# Define a function f such that f(f(n)) = -n for all non-zero integers n

## Python: 61 34 30 29 27 points

f: Q -> Q

in math:

       | 0.5-x   if x is in Q \ Z
f(x) = |
| x+0.5   if x is in Z


in Python:

f=lambda x:.5+[x,-x][x%1>0]


tested with

filter(lambda n: n != -n, map(lambda n:(n,f(f(n))),range(0,50)))


logic behind this:

When you take an integer n and put it into f you will get x+0.5. This is not an integer any more, so the next application will be 0.5-(x+0.5) which is -x.

## Credits

Thanks to

• Bakuriu for striping it down from 61 characters to 34 characters.
• Volatility for further reducing code size to 30 characters.
• copy for reducing code size to 29 characters (and fixing a potential floating point problem).
• aditsu for mentioning an inconsistency that came with the changes above.

## Notes

First I thought this would be ok

f = lambda n: 1j*n


but its f:N->C and that is not allowed :-/

## J, 9 points (10 chars)

   (*-[*_1&^)


First idea (13 chars):

   ((-*)-2&|*+:)

((-*)-2&|*+:) _10 _9 _8 _7 _6 _5 _4 _3 _2 _1 0 1 2 3 4 5 6 7 8 9 10
_9 10 _7 8 _5 6 _3 4 _1 2 0 _2 1 _4 3 _6 5 _8 7 _10 9

((-*)-2&|*+:) _9 10 _7 8 _5 6 _3 4 _1 2 0 _2 1 _4 3 _6 5 _8 7 _10 9
10 9 8 7 6 5 4 3 2 1 0 _1 _2 _3 _4 _5 _6 _7 _8 _9 _10


## C, 41 points (41 or 45 chars)

Works using both 32- and 64-bit.

f : Z -> Z (except INT_MAX):

f(n){return (abs(n)%2*2-1)*n+n?(-n<n)*2-1:0;}


If we don't have to include 0 we can shave off some chars (41 chars):

f : Z -> Z (except 0 & INT_MAX):

f(n){return (abs(n)%2*2-1)*n+(-n<n)*2-1;}


This function works by dividing all integers into 4 groups based on their sign and parity.

So we have the 4 different combinations:

+ even, + odd, - even, - odd


As we need to switch the sign of the number, but not the parity after two passes, we get two different possible sequences:

  + even -> - odd -> - even -> + odd -\
^-------------------------------------/

+ even -> + odd -> - even -> - odd -\
^-------------------------------------/


In this example I have chosen the first one.

First we need to map all even positive integers to odd negative integers.
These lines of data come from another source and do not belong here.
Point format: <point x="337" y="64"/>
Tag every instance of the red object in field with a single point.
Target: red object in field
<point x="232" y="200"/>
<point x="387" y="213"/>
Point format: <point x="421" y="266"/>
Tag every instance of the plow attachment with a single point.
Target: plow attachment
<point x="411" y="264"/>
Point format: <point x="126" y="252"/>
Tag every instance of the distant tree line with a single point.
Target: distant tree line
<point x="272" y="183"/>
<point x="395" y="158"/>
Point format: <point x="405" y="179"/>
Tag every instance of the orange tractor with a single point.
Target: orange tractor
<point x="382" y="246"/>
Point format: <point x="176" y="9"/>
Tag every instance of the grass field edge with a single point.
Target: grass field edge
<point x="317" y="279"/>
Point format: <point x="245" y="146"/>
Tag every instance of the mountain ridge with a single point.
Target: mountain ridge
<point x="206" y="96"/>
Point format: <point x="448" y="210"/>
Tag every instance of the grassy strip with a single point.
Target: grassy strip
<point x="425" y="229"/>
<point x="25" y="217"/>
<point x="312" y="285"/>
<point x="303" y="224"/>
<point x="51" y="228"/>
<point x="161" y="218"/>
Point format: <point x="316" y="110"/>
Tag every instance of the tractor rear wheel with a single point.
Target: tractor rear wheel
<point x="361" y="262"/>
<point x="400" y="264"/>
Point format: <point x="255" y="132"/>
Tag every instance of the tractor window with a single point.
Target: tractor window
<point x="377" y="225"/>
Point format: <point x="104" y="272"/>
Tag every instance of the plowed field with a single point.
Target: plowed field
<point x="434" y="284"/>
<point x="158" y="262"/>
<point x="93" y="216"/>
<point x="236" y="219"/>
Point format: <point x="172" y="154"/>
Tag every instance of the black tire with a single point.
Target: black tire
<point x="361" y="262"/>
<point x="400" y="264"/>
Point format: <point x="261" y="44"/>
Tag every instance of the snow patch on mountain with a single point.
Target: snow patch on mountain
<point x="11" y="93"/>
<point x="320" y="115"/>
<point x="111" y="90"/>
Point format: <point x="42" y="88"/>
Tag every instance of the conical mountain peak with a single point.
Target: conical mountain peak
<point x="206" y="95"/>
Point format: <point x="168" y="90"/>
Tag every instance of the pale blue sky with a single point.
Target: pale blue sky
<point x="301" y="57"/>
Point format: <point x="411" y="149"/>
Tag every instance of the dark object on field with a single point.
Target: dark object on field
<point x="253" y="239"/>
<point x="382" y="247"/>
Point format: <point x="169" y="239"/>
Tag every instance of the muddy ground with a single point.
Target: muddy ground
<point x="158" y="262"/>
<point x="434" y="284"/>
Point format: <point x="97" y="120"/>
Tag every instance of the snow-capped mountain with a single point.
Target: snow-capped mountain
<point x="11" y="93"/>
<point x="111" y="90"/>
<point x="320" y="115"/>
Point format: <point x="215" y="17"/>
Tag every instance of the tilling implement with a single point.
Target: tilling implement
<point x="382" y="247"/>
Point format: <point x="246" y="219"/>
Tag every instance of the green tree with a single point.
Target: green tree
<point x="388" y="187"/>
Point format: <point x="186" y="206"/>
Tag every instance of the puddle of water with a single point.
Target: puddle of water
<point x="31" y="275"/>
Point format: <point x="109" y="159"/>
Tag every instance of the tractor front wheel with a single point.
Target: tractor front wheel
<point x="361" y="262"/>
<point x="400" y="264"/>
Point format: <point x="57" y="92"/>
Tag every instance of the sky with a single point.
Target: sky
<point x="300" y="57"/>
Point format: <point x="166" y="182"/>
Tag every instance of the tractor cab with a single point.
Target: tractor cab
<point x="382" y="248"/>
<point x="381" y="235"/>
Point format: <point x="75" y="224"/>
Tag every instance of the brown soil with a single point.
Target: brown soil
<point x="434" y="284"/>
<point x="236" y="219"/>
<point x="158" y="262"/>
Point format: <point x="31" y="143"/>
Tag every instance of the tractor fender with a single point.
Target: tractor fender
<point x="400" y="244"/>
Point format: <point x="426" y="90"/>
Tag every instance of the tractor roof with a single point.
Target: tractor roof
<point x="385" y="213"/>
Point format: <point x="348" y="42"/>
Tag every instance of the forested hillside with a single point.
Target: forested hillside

We do this by changing the sign and incrementing the number (you could also choose to decrement the number instead):

f1(n) = -n + 1


We then need to map all odd negative integers to even negative integers. We need to make sure that f2(f1(n)) = -n:

f2(f1(n)) = -n
f2(-n + 1) = -n
f2(-n) = -n - 1
f2(n) = n - 1


Using the same methods we find f3 and f4:

f3(n) = -n - 1
f4(n) =  n + 1


To combine these functions into one single function, we observe that every time n is even we switch the sign of n and every time n is positive we increment by one and otherwise we decrement by one:

f1(n) = -n + 1 (+ even)
f2(n) =  n - 1 (- odd)
f2(n) = -n - 1 (- even)
f4(n) =  n + 1 (+ odd)


This can thus be rewritten as:

f(n) = odd(n) * n + sign(n)


where odd(n) returns 1 for odd numbers and -1 for even numbers.

There are 4 solutions total:

f(n) = odd(n) * n + sign(n)  (edge cases: f(f(0))  -> -2, f(f(INT_MAX))   -> -8)
f(n) = even(n) * n - sign(n) (edge cases: f(f(0))  -> -2, f(f(INT_MIN+1)) -> -6)
f(n) = odd(n) * n - sign(n)  (edge cases: f(f(1))  -> -3, f(f(INT_MIN))   -> -5)
f(n) = even(n) * n + sign(n) (edge cases: f(f(-1)) -> -1, f(f(INT_MIN))   -> -5)


INT_MIN might always be considered an edge case in all 4 functions as -INT_MIN == INT_MIN => f(f(INT_MIN)) = INT_MIN.